NYCPlanning / data-engineering

Primary repository for NYC DCP's Data Engineering team
24 stars 1 forks source link

Tweak `dcpy` folder structure #1153

Open fvankrieken opened 2 months ago

fvankrieken commented 2 months ago

We've discussed that it would be nice to tweak dcpy structure just a bit to make our repo a tad cleaner.

There are two main accepted structures for the layout of a package - src layout and flat layout. Right now, we're effectively doing a flat layout in the root folder of our repo. This isn't quite ideal - mainly, we don't like that pyproject.toml is serving many different purposes right now, and it'd be nice to have all the packaging/dependency information for dcpy within its own folder.

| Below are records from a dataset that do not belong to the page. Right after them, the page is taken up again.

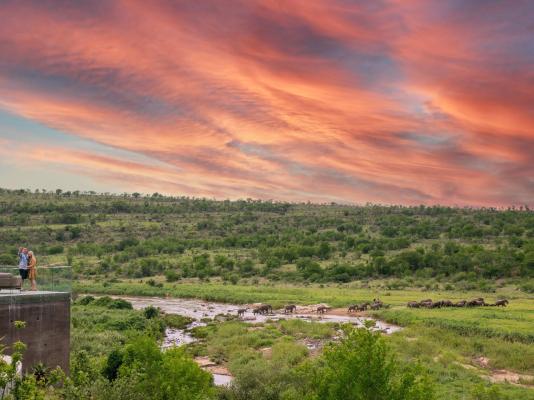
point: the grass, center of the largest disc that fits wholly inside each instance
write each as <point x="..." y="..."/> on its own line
<point x="447" y="342"/>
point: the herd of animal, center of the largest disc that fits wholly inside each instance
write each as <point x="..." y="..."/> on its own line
<point x="376" y="304"/>
<point x="266" y="309"/>
<point x="479" y="302"/>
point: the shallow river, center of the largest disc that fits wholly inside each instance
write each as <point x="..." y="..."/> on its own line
<point x="199" y="309"/>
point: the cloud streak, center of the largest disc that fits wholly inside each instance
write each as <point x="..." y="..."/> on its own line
<point x="394" y="102"/>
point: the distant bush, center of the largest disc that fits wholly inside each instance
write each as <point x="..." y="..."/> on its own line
<point x="55" y="250"/>
<point x="112" y="304"/>
<point x="150" y="312"/>
<point x="85" y="300"/>
<point x="527" y="287"/>
<point x="172" y="276"/>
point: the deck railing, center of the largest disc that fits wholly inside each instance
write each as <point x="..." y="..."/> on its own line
<point x="57" y="278"/>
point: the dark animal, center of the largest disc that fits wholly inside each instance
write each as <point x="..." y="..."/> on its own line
<point x="376" y="305"/>
<point x="322" y="309"/>
<point x="476" y="302"/>
<point x="437" y="304"/>
<point x="290" y="309"/>
<point x="425" y="303"/>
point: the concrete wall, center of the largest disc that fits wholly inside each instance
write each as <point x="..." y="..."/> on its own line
<point x="47" y="331"/>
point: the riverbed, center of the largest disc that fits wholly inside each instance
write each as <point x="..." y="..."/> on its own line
<point x="201" y="310"/>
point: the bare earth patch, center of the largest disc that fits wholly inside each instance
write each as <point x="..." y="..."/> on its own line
<point x="499" y="375"/>
<point x="503" y="376"/>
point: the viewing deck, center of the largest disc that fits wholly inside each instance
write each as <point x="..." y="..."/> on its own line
<point x="46" y="314"/>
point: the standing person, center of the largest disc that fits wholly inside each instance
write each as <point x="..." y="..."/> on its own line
<point x="32" y="270"/>
<point x="23" y="264"/>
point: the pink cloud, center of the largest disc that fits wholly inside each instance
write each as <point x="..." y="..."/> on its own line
<point x="389" y="102"/>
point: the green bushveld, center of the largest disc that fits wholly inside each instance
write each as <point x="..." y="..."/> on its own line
<point x="254" y="251"/>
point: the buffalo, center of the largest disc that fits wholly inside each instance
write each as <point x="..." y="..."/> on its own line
<point x="502" y="303"/>
<point x="322" y="309"/>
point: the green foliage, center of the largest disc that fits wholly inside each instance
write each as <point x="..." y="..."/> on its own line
<point x="112" y="304"/>
<point x="171" y="375"/>
<point x="362" y="367"/>
<point x="151" y="312"/>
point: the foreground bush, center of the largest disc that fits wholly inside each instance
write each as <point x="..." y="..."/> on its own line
<point x="361" y="367"/>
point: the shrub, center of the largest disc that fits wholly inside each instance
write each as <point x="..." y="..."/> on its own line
<point x="361" y="368"/>
<point x="151" y="312"/>
<point x="85" y="300"/>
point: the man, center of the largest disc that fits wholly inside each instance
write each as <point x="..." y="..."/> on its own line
<point x="23" y="263"/>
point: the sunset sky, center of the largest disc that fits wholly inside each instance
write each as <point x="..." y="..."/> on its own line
<point x="397" y="102"/>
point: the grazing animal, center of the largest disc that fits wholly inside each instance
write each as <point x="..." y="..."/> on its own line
<point x="426" y="303"/>
<point x="476" y="302"/>
<point x="322" y="309"/>
<point x="290" y="309"/>
<point x="437" y="304"/>
<point x="502" y="303"/>
<point x="376" y="306"/>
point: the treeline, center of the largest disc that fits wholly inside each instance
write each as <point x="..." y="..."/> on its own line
<point x="180" y="237"/>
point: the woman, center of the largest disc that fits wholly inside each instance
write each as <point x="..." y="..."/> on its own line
<point x="32" y="270"/>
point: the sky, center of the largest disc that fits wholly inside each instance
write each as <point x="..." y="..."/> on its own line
<point x="393" y="102"/>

We briefly discussed having something like

dcpy
- pyproject.toml
- src
  - models
  - ...
- test

However, this has one main issue: having dcpy as both a top-level folder and the name of the package messes up pythons import search order - local folder takes priority, and now dcpy doesn't have a models submodule based solely on the folder structure

To solve this, we could rename the top-level folder - something sort of inelegant like dcpy_pkg would work. Or we could also go more the direction that the setuptools doc suggests, that you have one top-level "packages" folder that has packages within (either in src or flat layout). I still honestly don't quite love this - I sort of like this simplicity of one folder per package, with everything needed inside (as opposed to multiple packages with their own source folders, test folders, and all sharing one pyproject.toml).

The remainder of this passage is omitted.